Nel mondo del rock non sempre un esordio artistico da parte di una formazione è coinciso con uno spettacolo di grandissimo livello, che portasse a pensare ad un futuro roseo da parte della formazione stessa; in alcune occasioni, anche se si trattava di band che poi sarebbero diventate celebri e amate per il loro talento, l’esordio di una formazione rock è stato disastroso, e ha fatto pensare a tutt’altro che future icone nel mondo del rock. A tal proposito, vogliamo parlarvi degli esordi più disastrosi di band rock in concerto, citandovi i casi più emblematici in merito.

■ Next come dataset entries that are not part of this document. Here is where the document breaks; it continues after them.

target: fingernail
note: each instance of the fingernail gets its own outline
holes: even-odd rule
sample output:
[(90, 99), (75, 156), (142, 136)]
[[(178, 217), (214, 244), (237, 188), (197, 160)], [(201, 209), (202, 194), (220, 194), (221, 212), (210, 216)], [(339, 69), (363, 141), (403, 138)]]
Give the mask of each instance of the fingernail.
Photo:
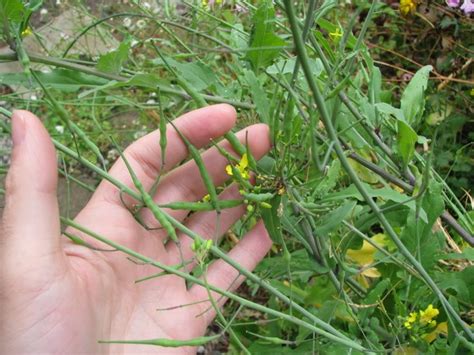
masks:
[(21, 111), (13, 111), (12, 115), (12, 140), (13, 146), (19, 146), (25, 139), (25, 116)]

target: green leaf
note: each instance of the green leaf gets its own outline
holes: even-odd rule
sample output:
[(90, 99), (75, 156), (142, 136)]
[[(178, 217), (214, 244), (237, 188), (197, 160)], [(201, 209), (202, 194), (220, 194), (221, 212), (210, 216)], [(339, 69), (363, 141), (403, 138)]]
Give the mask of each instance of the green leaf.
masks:
[(472, 303), (474, 297), (474, 266), (459, 272), (436, 273), (438, 285), (443, 290), (453, 290), (464, 302)]
[(253, 71), (245, 70), (244, 77), (250, 87), (250, 95), (252, 96), (252, 100), (261, 121), (268, 124), (270, 122), (270, 101), (267, 98), (267, 94), (263, 90)]
[(314, 274), (324, 274), (329, 271), (328, 268), (317, 264), (314, 259), (308, 255), (305, 249), (299, 249), (291, 253), (290, 263), (285, 256), (274, 256), (263, 259), (256, 268), (256, 272), (265, 272), (268, 278), (280, 278), (288, 274), (291, 270), (293, 280), (298, 279), (306, 283)]
[(382, 113), (387, 116), (394, 116), (400, 121), (406, 121), (405, 116), (403, 115), (403, 111), (393, 107), (392, 105), (389, 105), (385, 102), (380, 102), (378, 104), (375, 104), (375, 107), (377, 108), (379, 113)]
[(380, 92), (382, 91), (382, 73), (378, 67), (374, 67), (370, 79), (370, 96), (373, 97), (373, 103), (380, 102)]
[[(376, 304), (379, 299), (382, 298), (382, 295), (384, 292), (389, 288), (390, 286), (390, 279), (383, 279), (380, 282), (378, 282), (367, 294), (367, 296), (364, 298), (363, 304), (366, 305), (373, 305)], [(364, 321), (368, 316), (372, 315), (372, 313), (375, 311), (376, 307), (369, 306), (367, 308), (361, 308), (359, 312), (359, 319), (361, 321)]]
[(128, 59), (129, 52), (130, 42), (122, 42), (116, 50), (100, 56), (97, 69), (106, 73), (119, 74), (122, 71), (123, 64)]
[(308, 285), (308, 288), (308, 295), (306, 296), (305, 303), (313, 304), (317, 307), (321, 307), (337, 294), (334, 284), (327, 275), (313, 278), (312, 284)]
[(4, 23), (20, 22), (22, 20), (25, 6), (20, 0), (0, 0), (0, 31), (3, 31)]
[(286, 44), (275, 34), (274, 21), (275, 9), (272, 2), (262, 1), (252, 18), (253, 29), (250, 35), (249, 49), (254, 50), (249, 51), (246, 56), (255, 71), (270, 65), (281, 51), (281, 48), (269, 49), (267, 47), (279, 47)]
[(425, 109), (424, 93), (428, 87), (431, 65), (424, 66), (416, 72), (402, 94), (401, 109), (412, 127), (416, 127)]
[(442, 257), (444, 260), (469, 260), (474, 261), (474, 248), (466, 247), (462, 253), (449, 253)]
[(275, 355), (275, 354), (291, 354), (291, 355), (306, 355), (314, 352), (315, 345), (313, 342), (305, 342), (296, 347), (294, 346), (282, 346), (272, 344), (267, 340), (252, 341), (248, 348), (251, 354), (261, 355)]
[(283, 243), (283, 237), (281, 234), (281, 223), (280, 217), (278, 216), (278, 209), (280, 208), (281, 196), (276, 195), (269, 201), (272, 208), (262, 208), (262, 218), (265, 228), (270, 235), (270, 238), (278, 244)]
[(423, 267), (432, 270), (443, 250), (444, 237), (440, 232), (433, 231), (433, 225), (444, 211), (443, 185), (430, 182), (421, 197), (421, 207), (426, 211), (427, 220), (417, 218), (412, 211), (406, 220), (401, 239), (413, 255), (416, 255)]
[(398, 153), (402, 158), (403, 164), (407, 166), (415, 153), (415, 144), (418, 140), (418, 135), (413, 128), (401, 120), (397, 121), (397, 127)]
[(327, 236), (337, 227), (340, 227), (341, 222), (347, 217), (356, 204), (356, 201), (349, 201), (348, 203), (337, 208), (335, 211), (325, 215), (321, 222), (316, 226), (317, 233), (321, 236)]
[[(369, 184), (364, 183), (363, 185), (365, 187), (365, 190), (369, 194), (369, 196), (372, 198), (380, 198), (385, 201), (387, 200), (393, 201), (393, 202), (402, 204), (403, 206), (407, 206), (412, 211), (416, 211), (416, 203), (414, 200), (410, 200), (410, 196), (404, 195), (389, 187), (374, 189)], [(324, 198), (318, 202), (322, 203), (322, 202), (329, 202), (329, 201), (341, 201), (341, 200), (346, 200), (348, 198), (354, 198), (359, 201), (364, 201), (364, 198), (360, 194), (359, 190), (357, 190), (357, 187), (355, 187), (355, 185), (350, 185), (349, 187), (343, 190), (324, 196)], [(407, 200), (410, 200), (410, 201), (407, 202)], [(421, 208), (419, 211), (419, 217), (423, 222), (428, 222), (428, 216), (423, 208)]]
[(171, 58), (166, 58), (166, 61), (197, 91), (218, 83), (214, 71), (202, 63), (180, 63)]
[(318, 184), (314, 189), (315, 196), (325, 196), (329, 191), (331, 191), (341, 178), (341, 162), (339, 159), (335, 159), (329, 165), (329, 168), (326, 172), (326, 175), (323, 180)]
[[(296, 57), (290, 59), (281, 59), (275, 64), (269, 66), (266, 70), (268, 74), (278, 75), (278, 74), (293, 74), (296, 65)], [(309, 66), (311, 72), (315, 77), (321, 75), (324, 70), (323, 62), (321, 59), (309, 59)]]
[[(320, 18), (317, 24), (321, 28), (325, 29), (327, 33), (333, 33), (339, 28), (339, 25), (335, 25), (324, 18)], [(347, 47), (350, 49), (354, 49), (356, 46), (356, 43), (357, 43), (357, 38), (352, 33), (349, 33), (349, 36), (347, 38)]]
[[(36, 75), (46, 86), (63, 92), (74, 92), (82, 87), (95, 87), (107, 83), (105, 79), (69, 69), (53, 69), (47, 73), (38, 71)], [(38, 86), (38, 83), (31, 82), (25, 73), (0, 73), (0, 84)]]
[[(8, 1), (8, 0), (7, 0)], [(38, 10), (41, 5), (43, 5), (43, 0), (30, 0), (27, 4), (27, 7), (30, 11)]]

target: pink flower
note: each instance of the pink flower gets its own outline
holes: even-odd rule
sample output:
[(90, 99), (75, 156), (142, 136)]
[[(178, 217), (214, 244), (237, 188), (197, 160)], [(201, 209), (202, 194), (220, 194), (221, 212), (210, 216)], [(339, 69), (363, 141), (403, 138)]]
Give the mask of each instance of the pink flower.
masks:
[(458, 7), (461, 4), (461, 0), (446, 0), (446, 4), (449, 7)]
[(474, 0), (464, 0), (461, 10), (463, 10), (466, 15), (474, 12)]

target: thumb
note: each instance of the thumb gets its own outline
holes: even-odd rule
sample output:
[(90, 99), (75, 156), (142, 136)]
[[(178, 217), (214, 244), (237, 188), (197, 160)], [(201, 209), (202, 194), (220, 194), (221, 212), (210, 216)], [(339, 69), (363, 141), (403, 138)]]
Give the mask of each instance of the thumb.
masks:
[(0, 241), (7, 255), (21, 255), (26, 262), (49, 259), (60, 251), (55, 149), (41, 121), (28, 111), (13, 112), (12, 140)]

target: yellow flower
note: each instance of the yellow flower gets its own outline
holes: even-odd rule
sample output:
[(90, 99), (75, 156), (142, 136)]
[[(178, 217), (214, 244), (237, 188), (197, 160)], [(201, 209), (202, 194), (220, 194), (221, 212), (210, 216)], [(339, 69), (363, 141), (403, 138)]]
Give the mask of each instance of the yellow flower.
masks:
[(413, 323), (416, 322), (417, 318), (418, 318), (418, 313), (411, 312), (410, 315), (406, 317), (405, 323), (403, 323), (403, 325), (405, 326), (405, 328), (411, 329), (413, 327)]
[(431, 343), (440, 334), (444, 334), (444, 335), (448, 334), (448, 323), (446, 322), (439, 323), (435, 330), (431, 331), (431, 333), (426, 334), (423, 338), (428, 343)]
[(334, 32), (329, 33), (329, 37), (335, 42), (339, 41), (339, 38), (342, 37), (341, 29), (339, 27), (336, 28), (336, 30)]
[(436, 318), (439, 314), (439, 310), (434, 308), (432, 304), (430, 304), (424, 311), (420, 311), (420, 322), (421, 324), (425, 325), (428, 324), (430, 326), (435, 326), (436, 321), (433, 318)]
[(209, 196), (209, 194), (205, 195), (203, 198), (202, 198), (202, 202), (209, 202), (211, 201), (211, 196)]
[(416, 2), (414, 0), (400, 0), (400, 12), (403, 16), (413, 14), (416, 10)]
[[(235, 166), (235, 168), (239, 171), (242, 178), (249, 179), (250, 174), (249, 174), (248, 167), (249, 167), (249, 160), (247, 158), (247, 153), (244, 153), (244, 155), (242, 155), (242, 159), (240, 159), (239, 164), (237, 164)], [(232, 166), (230, 166), (230, 165), (227, 165), (225, 167), (225, 171), (227, 172), (227, 175), (229, 175), (229, 176), (234, 175), (234, 172), (232, 171)]]
[(418, 314), (416, 312), (411, 312), (410, 315), (407, 317), (407, 322), (415, 323)]
[(33, 31), (31, 30), (31, 27), (27, 27), (23, 30), (23, 32), (21, 32), (21, 37), (26, 37), (32, 34), (33, 34)]

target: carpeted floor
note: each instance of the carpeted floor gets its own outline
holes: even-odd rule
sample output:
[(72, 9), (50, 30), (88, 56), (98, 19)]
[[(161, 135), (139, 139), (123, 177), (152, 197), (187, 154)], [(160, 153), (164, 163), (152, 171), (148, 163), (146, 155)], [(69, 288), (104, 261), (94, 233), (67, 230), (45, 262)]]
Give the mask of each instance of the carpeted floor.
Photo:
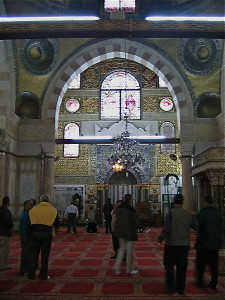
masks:
[[(159, 229), (152, 228), (150, 233), (140, 233), (135, 244), (135, 268), (137, 275), (122, 273), (114, 275), (114, 260), (111, 235), (104, 233), (86, 233), (78, 227), (77, 234), (67, 234), (62, 227), (54, 238), (49, 260), (50, 280), (30, 281), (18, 276), (20, 262), (20, 242), (14, 233), (10, 243), (10, 266), (12, 269), (0, 272), (1, 300), (166, 300), (183, 299), (178, 295), (165, 292), (163, 247), (158, 248)], [(220, 275), (218, 289), (199, 289), (195, 286), (194, 259), (195, 250), (192, 235), (192, 247), (189, 253), (186, 299), (224, 300), (225, 276)], [(206, 279), (209, 275), (206, 274)]]

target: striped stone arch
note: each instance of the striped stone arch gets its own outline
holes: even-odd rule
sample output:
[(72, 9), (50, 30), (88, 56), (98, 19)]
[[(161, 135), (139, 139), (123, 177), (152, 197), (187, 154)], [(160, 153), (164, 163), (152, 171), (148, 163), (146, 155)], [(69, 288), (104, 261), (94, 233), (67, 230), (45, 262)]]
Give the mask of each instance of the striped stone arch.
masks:
[(193, 106), (188, 87), (176, 67), (151, 46), (129, 39), (98, 41), (75, 53), (58, 70), (46, 93), (42, 117), (54, 119), (57, 132), (59, 107), (73, 79), (106, 59), (127, 58), (143, 64), (160, 76), (168, 86), (177, 109), (178, 128), (182, 119), (193, 118)]

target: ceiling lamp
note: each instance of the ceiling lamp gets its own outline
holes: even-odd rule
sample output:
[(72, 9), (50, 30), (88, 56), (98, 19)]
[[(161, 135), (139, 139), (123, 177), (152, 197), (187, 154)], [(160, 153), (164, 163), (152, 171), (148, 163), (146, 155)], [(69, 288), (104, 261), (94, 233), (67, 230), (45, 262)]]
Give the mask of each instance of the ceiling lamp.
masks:
[(139, 142), (132, 138), (127, 130), (128, 116), (125, 116), (125, 131), (114, 139), (113, 153), (107, 159), (108, 164), (112, 166), (116, 172), (122, 171), (133, 166), (140, 166), (144, 162), (143, 156), (139, 151)]

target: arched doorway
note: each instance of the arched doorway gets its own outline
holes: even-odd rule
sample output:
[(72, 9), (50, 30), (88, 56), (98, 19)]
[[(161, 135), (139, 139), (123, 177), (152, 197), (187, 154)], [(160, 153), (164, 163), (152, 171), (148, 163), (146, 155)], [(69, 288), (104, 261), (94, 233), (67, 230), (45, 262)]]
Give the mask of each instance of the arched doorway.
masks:
[(137, 179), (129, 170), (115, 172), (108, 180), (108, 196), (112, 203), (123, 199), (125, 194), (131, 194), (133, 205), (137, 202)]

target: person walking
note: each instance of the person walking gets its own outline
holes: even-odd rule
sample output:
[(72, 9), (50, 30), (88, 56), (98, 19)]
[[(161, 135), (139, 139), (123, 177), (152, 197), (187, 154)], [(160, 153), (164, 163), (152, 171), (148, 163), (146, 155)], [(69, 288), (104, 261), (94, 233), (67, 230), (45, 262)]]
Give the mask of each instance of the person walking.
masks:
[(23, 203), (23, 211), (20, 214), (20, 244), (21, 244), (21, 258), (20, 258), (20, 275), (25, 275), (28, 268), (29, 257), (29, 242), (31, 235), (31, 224), (29, 211), (34, 207), (31, 200), (26, 200)]
[(197, 215), (199, 228), (195, 242), (196, 248), (196, 275), (197, 286), (205, 287), (204, 271), (206, 265), (209, 265), (211, 280), (208, 287), (216, 289), (218, 283), (218, 260), (219, 249), (222, 246), (224, 235), (224, 224), (222, 214), (213, 207), (213, 199), (206, 196), (203, 202), (203, 208)]
[[(190, 229), (197, 229), (196, 216), (192, 216), (182, 208), (182, 205), (183, 195), (175, 195), (174, 208), (167, 213), (163, 229), (158, 237), (160, 244), (166, 240), (163, 263), (168, 293), (177, 292), (180, 295), (184, 294), (186, 285)], [(176, 266), (176, 275), (174, 266)]]
[(112, 210), (113, 210), (113, 205), (111, 203), (111, 199), (108, 198), (106, 203), (103, 206), (103, 213), (105, 216), (105, 233), (112, 233), (112, 227), (111, 227), (111, 222), (112, 222)]
[(49, 279), (48, 260), (51, 251), (53, 227), (59, 227), (57, 210), (49, 203), (47, 194), (41, 195), (40, 203), (29, 211), (31, 222), (30, 255), (28, 278), (34, 279), (41, 252), (40, 279)]
[(131, 194), (124, 196), (124, 203), (116, 210), (116, 221), (114, 226), (114, 235), (119, 240), (119, 250), (117, 251), (116, 261), (113, 266), (116, 275), (120, 274), (120, 265), (126, 254), (126, 272), (128, 274), (137, 274), (133, 269), (134, 260), (134, 242), (138, 240), (138, 219), (131, 206)]
[(123, 203), (122, 200), (117, 200), (116, 204), (112, 210), (112, 222), (111, 222), (111, 227), (112, 227), (112, 244), (113, 244), (113, 250), (114, 250), (114, 255), (111, 256), (111, 259), (116, 259), (117, 252), (119, 250), (120, 244), (118, 238), (114, 234), (114, 227), (115, 227), (115, 222), (116, 222), (116, 210), (117, 208)]
[(65, 214), (67, 215), (67, 233), (70, 233), (71, 227), (73, 228), (73, 233), (77, 232), (77, 216), (78, 216), (78, 208), (74, 204), (74, 202), (71, 202), (70, 205), (67, 206), (65, 210)]
[(10, 269), (9, 261), (9, 237), (12, 235), (13, 219), (10, 210), (10, 198), (3, 197), (0, 207), (0, 270)]

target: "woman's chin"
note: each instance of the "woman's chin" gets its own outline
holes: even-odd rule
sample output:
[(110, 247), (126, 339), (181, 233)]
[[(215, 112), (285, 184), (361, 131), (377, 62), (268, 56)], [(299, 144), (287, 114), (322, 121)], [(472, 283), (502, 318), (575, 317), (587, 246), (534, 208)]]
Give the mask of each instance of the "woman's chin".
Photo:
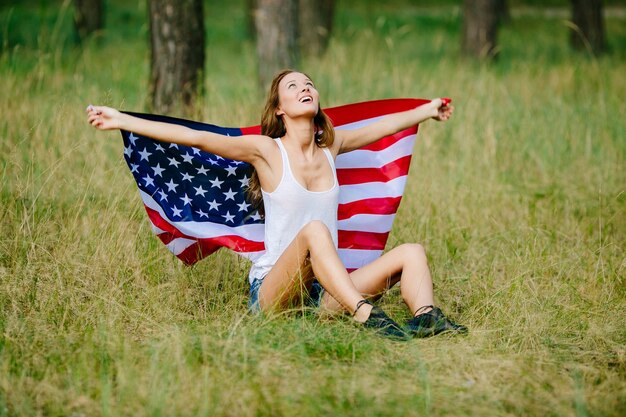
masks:
[(299, 119), (299, 118), (302, 118), (302, 117), (308, 117), (308, 118), (312, 119), (312, 118), (314, 118), (317, 115), (318, 111), (319, 110), (317, 108), (312, 107), (312, 106), (309, 109), (299, 109), (299, 111), (294, 112), (291, 115), (291, 118), (292, 119)]

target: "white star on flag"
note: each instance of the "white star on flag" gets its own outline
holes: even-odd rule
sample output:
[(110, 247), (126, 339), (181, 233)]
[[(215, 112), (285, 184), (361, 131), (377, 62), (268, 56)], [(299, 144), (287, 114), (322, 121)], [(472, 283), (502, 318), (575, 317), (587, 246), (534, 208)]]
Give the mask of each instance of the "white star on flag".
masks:
[(226, 219), (225, 221), (227, 222), (231, 222), (231, 223), (235, 223), (235, 221), (233, 220), (235, 218), (235, 216), (233, 216), (232, 214), (230, 214), (229, 211), (226, 212), (226, 214), (222, 214), (222, 217), (224, 219)]
[(189, 182), (191, 182), (191, 180), (193, 179), (193, 175), (189, 175), (186, 172), (183, 174), (183, 181), (187, 180)]
[(204, 194), (206, 194), (207, 190), (203, 189), (202, 186), (199, 187), (193, 187), (194, 190), (196, 190), (196, 195), (201, 195), (202, 197), (204, 197)]
[(152, 169), (154, 170), (154, 175), (158, 177), (162, 177), (163, 175), (161, 175), (161, 173), (165, 171), (165, 168), (161, 168), (161, 164), (157, 164), (157, 166), (152, 167)]
[(144, 159), (147, 161), (147, 160), (148, 160), (148, 157), (149, 157), (150, 155), (152, 155), (152, 153), (151, 153), (151, 152), (148, 152), (148, 149), (147, 149), (147, 148), (143, 148), (143, 151), (139, 152), (139, 155), (141, 155), (141, 160), (142, 160), (142, 161), (143, 161)]
[(185, 160), (185, 162), (191, 163), (191, 161), (193, 161), (193, 156), (189, 155), (189, 153), (186, 153), (183, 155), (183, 159)]
[(229, 188), (228, 191), (226, 191), (224, 193), (224, 195), (226, 196), (224, 201), (226, 201), (226, 200), (233, 200), (233, 201), (235, 201), (235, 195), (237, 195), (237, 193), (235, 191), (233, 191), (232, 188)]
[(189, 196), (187, 196), (187, 193), (185, 193), (184, 197), (180, 198), (181, 200), (183, 200), (183, 205), (190, 205), (191, 204), (191, 198), (189, 198)]
[(243, 201), (241, 204), (237, 204), (237, 206), (239, 206), (239, 211), (248, 211), (248, 207), (250, 207), (250, 204)]
[(244, 175), (242, 179), (239, 180), (242, 187), (247, 187), (250, 185), (250, 178), (247, 175)]
[(220, 188), (220, 186), (224, 183), (224, 181), (220, 181), (219, 178), (215, 177), (214, 180), (209, 181), (211, 183), (211, 188), (213, 187), (217, 187)]
[(174, 212), (174, 216), (176, 217), (180, 217), (180, 213), (182, 212), (182, 210), (179, 210), (176, 206), (172, 206), (172, 211)]
[(178, 162), (176, 158), (167, 158), (167, 160), (170, 161), (170, 166), (174, 165), (176, 168), (178, 168), (178, 165), (180, 164), (180, 162)]
[(154, 180), (150, 178), (150, 175), (146, 175), (145, 177), (143, 177), (143, 180), (146, 182), (146, 187), (148, 185), (154, 185)]
[(166, 182), (165, 185), (167, 185), (167, 191), (173, 191), (176, 192), (176, 187), (178, 187), (178, 184), (174, 183), (174, 180), (172, 180), (170, 178), (170, 182)]
[(213, 201), (209, 201), (209, 210), (217, 210), (220, 211), (219, 207), (222, 205), (222, 203), (218, 203), (217, 201), (213, 200)]
[(167, 194), (163, 190), (159, 190), (159, 195), (161, 196), (161, 201), (167, 201)]

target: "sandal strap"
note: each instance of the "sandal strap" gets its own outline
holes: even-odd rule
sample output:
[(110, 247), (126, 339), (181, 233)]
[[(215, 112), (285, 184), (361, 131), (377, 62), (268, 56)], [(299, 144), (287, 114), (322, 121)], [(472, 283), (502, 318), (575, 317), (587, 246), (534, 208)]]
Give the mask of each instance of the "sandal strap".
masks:
[(358, 303), (356, 303), (356, 308), (354, 309), (354, 313), (352, 313), (352, 317), (354, 317), (354, 315), (356, 314), (357, 311), (359, 311), (359, 308), (361, 308), (361, 306), (363, 304), (369, 304), (369, 305), (373, 305), (370, 300), (366, 300), (365, 298), (362, 299), (361, 301), (359, 301)]
[[(357, 306), (358, 306), (358, 304), (357, 304)], [(358, 307), (357, 307), (357, 308), (358, 308)], [(432, 309), (434, 309), (434, 308), (435, 308), (435, 306), (434, 306), (434, 305), (432, 305), (432, 304), (431, 304), (431, 305), (426, 305), (426, 306), (421, 306), (420, 308), (418, 308), (417, 310), (415, 310), (415, 313), (413, 313), (413, 317), (417, 317), (417, 313), (419, 313), (419, 312), (420, 312), (420, 311), (422, 311), (422, 310), (426, 310), (427, 308), (430, 308), (430, 309), (432, 310)], [(422, 314), (424, 314), (424, 313), (422, 313)]]

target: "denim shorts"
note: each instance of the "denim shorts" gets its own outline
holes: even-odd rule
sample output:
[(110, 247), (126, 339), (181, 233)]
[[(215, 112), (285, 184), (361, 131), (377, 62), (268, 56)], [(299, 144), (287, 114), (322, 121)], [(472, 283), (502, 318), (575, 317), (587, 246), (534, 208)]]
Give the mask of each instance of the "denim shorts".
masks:
[[(252, 313), (261, 312), (261, 305), (259, 304), (259, 289), (263, 283), (262, 279), (254, 279), (250, 284), (250, 298), (248, 299), (248, 310)], [(324, 295), (324, 287), (314, 280), (311, 284), (308, 294), (305, 296), (304, 304), (311, 307), (319, 307)]]

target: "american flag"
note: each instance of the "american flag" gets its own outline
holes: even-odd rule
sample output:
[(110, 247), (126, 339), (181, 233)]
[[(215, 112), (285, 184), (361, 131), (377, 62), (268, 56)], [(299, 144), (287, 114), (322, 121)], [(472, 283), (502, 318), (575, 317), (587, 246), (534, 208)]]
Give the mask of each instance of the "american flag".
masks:
[[(389, 99), (325, 109), (336, 130), (356, 129), (427, 103)], [(260, 126), (224, 128), (173, 117), (128, 113), (229, 136), (259, 134)], [(378, 258), (406, 184), (417, 126), (337, 157), (339, 255), (348, 270)], [(251, 166), (199, 149), (122, 131), (124, 158), (154, 233), (187, 264), (220, 247), (252, 261), (264, 251), (264, 224), (246, 200)]]

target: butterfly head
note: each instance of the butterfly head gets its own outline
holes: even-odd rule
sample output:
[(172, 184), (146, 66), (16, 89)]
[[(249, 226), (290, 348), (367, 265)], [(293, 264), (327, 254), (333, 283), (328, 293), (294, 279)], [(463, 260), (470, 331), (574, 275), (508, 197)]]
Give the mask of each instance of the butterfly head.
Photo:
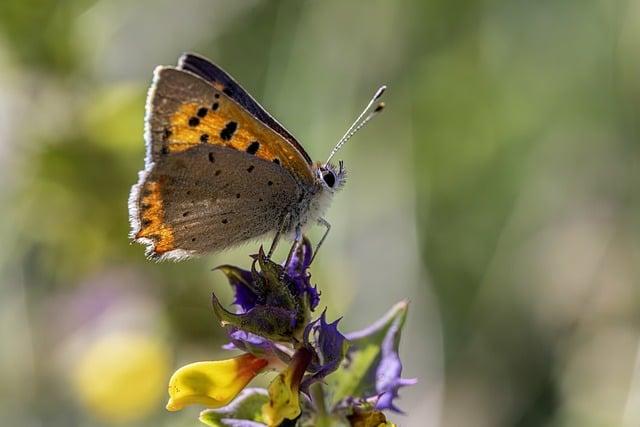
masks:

L’esordio dei Queen e le critiche a Freddie Mercury

Il primo tra gli esordi più disastrosi di band rock in concerto è quello che ha riguardato i Queen e Freddie Mercury, a seguito di quella trasformazione che c’era stata dagli Smile ai Queen; prima di ottenere un grande successo, la formazione ha dovuto fronteggiare delle naturali difficoltà di approccio, e che si sono poste nell’ambito del primo concerto – benefico – tenutosi il 27 giugno 1970, in occasione di un evento di beneficenza della Croce Rossa al Truro Municipal Auditorium in Cornovaglia.

L’evento fu realizzato in collaborazione con la madre di Roger Taylor, e vide i Queen esibire parte del proprio repertorio. Il concerto, però, non rispettò le aspettative della vigilia, a causa di una band che non si presentò al meglio, ben lontana da quella personalità dominante mostrata negli anni: lo stesso Freddie Mercury fu bollato come inadatto, poco coordinato nei movimenti e soltanto potenzialmente talentuoso.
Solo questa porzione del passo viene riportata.